Even more practically, Voice Builder now supports downloading JSON files for both Supertonic 2 and Supertonic 3. If you previously created a voice profile for Supertonic 2, you can directly download the corresponding Supertonic 3 version from your My Page.
When to Use It (and When Not To)
Ideal Use Cases:
- Need to embed TTS features in an app/website without relying on external APIs
- Scenarios with strict data privacy requirements (healthcare, finance)
- Batch generation of multilingual content (audiobooks, educational materials)
- Edge device deployment (Raspberry Pi, embedded systems)
- Teams that need an OpenAI-compatible API but want to control costs
Less Suitable Scenarios:
- Scenarios requiring extreme naturalness, nearly indistinguishable from humans (e.g., film dubbing—while the quality is good, it still falls short of professional voice actors)
- Scenarios requiring real-time streaming output (Supertonic 3 operates in batch mode)
- Commercial projects with extremely high demands for specific voice timbres
Competitive Landscape
Supertonic isn't the first open-source TTS, nor the first to support multiple languages. However, in the 2026 open-source TTS ecosystem, its positioning is quite unique: it strikes a rare balance between parameter count, language coverage, and deployment flexibility.
Kokoro TTS is smaller (~82M parameters) but has limited language support. VITS-based models offer good quality but come with high deployment complexity. Supertonic 3 lowers the deployment barrier to a "pip install" level through ONNX Runtime's unified inference engine.

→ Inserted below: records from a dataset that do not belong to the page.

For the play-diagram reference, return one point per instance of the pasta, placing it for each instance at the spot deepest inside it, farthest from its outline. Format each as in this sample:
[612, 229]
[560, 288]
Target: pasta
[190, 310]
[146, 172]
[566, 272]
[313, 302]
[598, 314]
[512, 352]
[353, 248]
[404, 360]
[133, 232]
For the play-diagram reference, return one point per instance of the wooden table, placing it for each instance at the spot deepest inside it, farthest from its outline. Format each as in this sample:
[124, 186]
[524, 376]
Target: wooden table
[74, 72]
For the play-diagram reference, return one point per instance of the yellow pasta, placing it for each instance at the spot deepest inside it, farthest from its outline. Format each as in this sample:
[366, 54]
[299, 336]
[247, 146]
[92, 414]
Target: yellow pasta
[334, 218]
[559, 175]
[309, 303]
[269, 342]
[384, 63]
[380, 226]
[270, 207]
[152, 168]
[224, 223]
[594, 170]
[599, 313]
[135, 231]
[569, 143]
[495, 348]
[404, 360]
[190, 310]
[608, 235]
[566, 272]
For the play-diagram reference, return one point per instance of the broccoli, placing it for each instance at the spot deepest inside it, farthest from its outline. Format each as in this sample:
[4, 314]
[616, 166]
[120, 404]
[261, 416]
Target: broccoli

Coupled with the newly released supertonic serve command, it can now directly replace OpenAI's TTS API—making it a highly practical choice for teams looking to control costs and protect data privacy.
Conclusion
Supertonic 3 isn't the kind of model that pushes the absolute bleeding edge of technology. Its innovation lies more in engineering: achieving usable quality with fewer parameters, supporting as many languages as possible, providing SDKs for as many runtimes as possible, and making deployment as simple as possible.
In the AI tools space, sometimes "good enough + easy to use" matters more than "the most advanced." Supertonic 3 is walking exactly that path.